It introduces a novel error analysis framework using an $L^{4/3}$ norm for chemical potential, addressing challenges from cross-diffusion effects and establishing convergence of the numerical scheme.

Findings

The scheme is energy stable and solutions exist.

Error estimates are rigorously derived in multiple norms.

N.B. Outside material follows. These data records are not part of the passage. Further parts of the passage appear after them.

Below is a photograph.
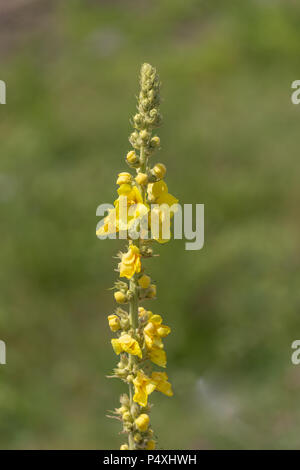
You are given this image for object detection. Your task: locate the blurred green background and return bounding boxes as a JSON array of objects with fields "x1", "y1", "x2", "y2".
[{"x1": 0, "y1": 0, "x2": 300, "y2": 449}]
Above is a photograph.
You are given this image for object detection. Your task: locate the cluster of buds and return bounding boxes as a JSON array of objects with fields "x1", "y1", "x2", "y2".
[
  {"x1": 114, "y1": 394, "x2": 155, "y2": 450},
  {"x1": 101, "y1": 64, "x2": 178, "y2": 450}
]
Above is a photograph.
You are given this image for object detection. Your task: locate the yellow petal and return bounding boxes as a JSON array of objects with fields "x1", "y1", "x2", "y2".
[{"x1": 111, "y1": 338, "x2": 122, "y2": 354}]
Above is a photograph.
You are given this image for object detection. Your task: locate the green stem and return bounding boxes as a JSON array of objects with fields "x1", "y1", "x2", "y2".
[{"x1": 128, "y1": 276, "x2": 138, "y2": 450}]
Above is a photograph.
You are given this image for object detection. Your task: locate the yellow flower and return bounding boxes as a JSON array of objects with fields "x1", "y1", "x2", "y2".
[
  {"x1": 107, "y1": 315, "x2": 121, "y2": 331},
  {"x1": 96, "y1": 209, "x2": 119, "y2": 236},
  {"x1": 133, "y1": 371, "x2": 156, "y2": 407},
  {"x1": 126, "y1": 150, "x2": 138, "y2": 163},
  {"x1": 146, "y1": 439, "x2": 155, "y2": 450},
  {"x1": 144, "y1": 315, "x2": 171, "y2": 349},
  {"x1": 147, "y1": 180, "x2": 178, "y2": 207},
  {"x1": 135, "y1": 413, "x2": 150, "y2": 432},
  {"x1": 96, "y1": 182, "x2": 149, "y2": 236},
  {"x1": 149, "y1": 346, "x2": 167, "y2": 367},
  {"x1": 114, "y1": 184, "x2": 149, "y2": 234},
  {"x1": 151, "y1": 372, "x2": 173, "y2": 397},
  {"x1": 119, "y1": 245, "x2": 141, "y2": 279},
  {"x1": 147, "y1": 180, "x2": 178, "y2": 243},
  {"x1": 114, "y1": 290, "x2": 127, "y2": 304},
  {"x1": 147, "y1": 284, "x2": 156, "y2": 299},
  {"x1": 135, "y1": 173, "x2": 148, "y2": 186},
  {"x1": 138, "y1": 274, "x2": 151, "y2": 289},
  {"x1": 111, "y1": 333, "x2": 142, "y2": 359},
  {"x1": 117, "y1": 171, "x2": 132, "y2": 184},
  {"x1": 153, "y1": 163, "x2": 167, "y2": 180}
]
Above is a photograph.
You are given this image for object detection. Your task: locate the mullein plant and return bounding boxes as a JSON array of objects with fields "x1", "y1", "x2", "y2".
[{"x1": 97, "y1": 64, "x2": 178, "y2": 450}]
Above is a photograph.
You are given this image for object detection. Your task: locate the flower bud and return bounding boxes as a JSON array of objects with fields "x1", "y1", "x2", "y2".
[
  {"x1": 122, "y1": 411, "x2": 131, "y2": 421},
  {"x1": 146, "y1": 439, "x2": 155, "y2": 450},
  {"x1": 107, "y1": 315, "x2": 121, "y2": 331},
  {"x1": 140, "y1": 129, "x2": 150, "y2": 142},
  {"x1": 120, "y1": 393, "x2": 130, "y2": 406},
  {"x1": 117, "y1": 171, "x2": 132, "y2": 185},
  {"x1": 150, "y1": 135, "x2": 160, "y2": 148},
  {"x1": 114, "y1": 290, "x2": 127, "y2": 304},
  {"x1": 130, "y1": 403, "x2": 140, "y2": 418},
  {"x1": 126, "y1": 150, "x2": 138, "y2": 164},
  {"x1": 116, "y1": 406, "x2": 127, "y2": 415},
  {"x1": 133, "y1": 432, "x2": 143, "y2": 443},
  {"x1": 135, "y1": 173, "x2": 148, "y2": 186},
  {"x1": 135, "y1": 413, "x2": 150, "y2": 432},
  {"x1": 138, "y1": 274, "x2": 151, "y2": 289},
  {"x1": 120, "y1": 318, "x2": 130, "y2": 330},
  {"x1": 147, "y1": 284, "x2": 156, "y2": 299},
  {"x1": 133, "y1": 113, "x2": 144, "y2": 129},
  {"x1": 152, "y1": 163, "x2": 167, "y2": 180}
]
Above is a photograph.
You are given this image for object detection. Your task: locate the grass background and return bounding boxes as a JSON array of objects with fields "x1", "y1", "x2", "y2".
[{"x1": 0, "y1": 0, "x2": 300, "y2": 449}]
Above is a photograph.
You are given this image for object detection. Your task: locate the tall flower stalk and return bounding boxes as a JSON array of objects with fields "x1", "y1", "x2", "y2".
[{"x1": 97, "y1": 64, "x2": 178, "y2": 450}]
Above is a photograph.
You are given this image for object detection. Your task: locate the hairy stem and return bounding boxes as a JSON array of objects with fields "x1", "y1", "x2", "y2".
[{"x1": 128, "y1": 276, "x2": 138, "y2": 450}]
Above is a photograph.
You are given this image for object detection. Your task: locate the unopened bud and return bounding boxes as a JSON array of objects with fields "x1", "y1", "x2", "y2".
[
  {"x1": 126, "y1": 150, "x2": 138, "y2": 164},
  {"x1": 152, "y1": 163, "x2": 167, "y2": 180},
  {"x1": 150, "y1": 135, "x2": 160, "y2": 147},
  {"x1": 135, "y1": 173, "x2": 148, "y2": 186},
  {"x1": 138, "y1": 274, "x2": 151, "y2": 289},
  {"x1": 114, "y1": 290, "x2": 127, "y2": 304},
  {"x1": 134, "y1": 413, "x2": 150, "y2": 432},
  {"x1": 117, "y1": 172, "x2": 132, "y2": 185},
  {"x1": 107, "y1": 315, "x2": 121, "y2": 331}
]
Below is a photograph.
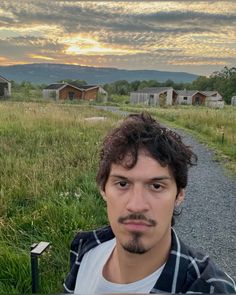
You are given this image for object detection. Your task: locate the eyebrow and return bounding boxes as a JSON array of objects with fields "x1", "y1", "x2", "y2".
[{"x1": 110, "y1": 174, "x2": 172, "y2": 181}]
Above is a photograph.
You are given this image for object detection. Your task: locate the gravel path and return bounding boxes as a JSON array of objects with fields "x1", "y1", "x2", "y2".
[
  {"x1": 95, "y1": 107, "x2": 236, "y2": 279},
  {"x1": 175, "y1": 131, "x2": 236, "y2": 278}
]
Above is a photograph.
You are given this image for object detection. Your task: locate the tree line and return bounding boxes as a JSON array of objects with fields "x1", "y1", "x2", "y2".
[
  {"x1": 103, "y1": 67, "x2": 236, "y2": 104},
  {"x1": 12, "y1": 67, "x2": 236, "y2": 104}
]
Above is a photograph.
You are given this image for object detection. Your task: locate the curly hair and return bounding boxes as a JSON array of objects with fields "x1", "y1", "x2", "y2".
[{"x1": 96, "y1": 112, "x2": 197, "y2": 225}]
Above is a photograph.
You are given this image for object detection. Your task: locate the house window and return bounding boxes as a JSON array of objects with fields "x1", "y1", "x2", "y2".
[{"x1": 68, "y1": 91, "x2": 75, "y2": 100}]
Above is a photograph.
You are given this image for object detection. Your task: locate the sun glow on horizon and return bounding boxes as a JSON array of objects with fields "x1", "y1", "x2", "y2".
[{"x1": 61, "y1": 36, "x2": 143, "y2": 55}]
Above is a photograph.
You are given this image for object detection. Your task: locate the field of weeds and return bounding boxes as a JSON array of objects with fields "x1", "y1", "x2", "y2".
[
  {"x1": 0, "y1": 102, "x2": 117, "y2": 294},
  {"x1": 0, "y1": 102, "x2": 236, "y2": 294}
]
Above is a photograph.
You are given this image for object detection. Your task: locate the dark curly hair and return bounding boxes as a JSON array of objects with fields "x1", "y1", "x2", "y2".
[{"x1": 96, "y1": 112, "x2": 197, "y2": 223}]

Numerical experiments confirm theoretical convergence and phase separation modeling.

Abstract

This paper introduces a stabilized finite element scheme for the Cahn--Hilliard cross-diffusion model, which is characterized by strongly coupled mobilities, nonlinear diffusion, and complex cross-diffusion terms. These features pose significant analytical and computational challenges, particularly due to the destabilizing effects of cross-diffusion and the absence of standard structural properties. To address these issues, we establish discrete energy stability and prove the existence of a finite element solution for the proposed scheme. A key contribution of this work is the derivation of rigorous error estimates, utilizing the novel $L^{\frac{4}{3}}(0,T; L^{\frac{6}{5}}(\Omega))$ norm for the chemical potential. This enables a comprehensive convergence analysis, where we derive error estimates in the $L^{\infty}(H^1(\Omega))$ and $L^{\infty}(L^2(\Omega))$ norms, and establish convergence of the numerical solution in the $L^{\frac{4}{3}}(0,T; W^{1,\frac{6}{5}}(\Omega))$ norm. Furthermore, the convergence analysis relies on a uniform bound of the form $\sum_{k=0}^n\tau\|\nabla(\cdot)\|_{L^{\frac{6}{5}}}^{\frac{4}{3}}$ to control the chemical potentials, marking a clear departure from the classical $\sum_{k=0}^n\tau\|\nabla(\cdot)\|_{L^{2}}^{2}$ estimate commonly used in Cahn--Hilliard-type models. Our approach builds upon and extends existing frameworks, effectively addressing challenges posed by cross-diffusion effects and the lack of uniform estimates. Numerical experiments validate the theoretical results and demonstrate the scheme's ability to capture phase separation dynamics consistent with the Cahn--Hilliard equation.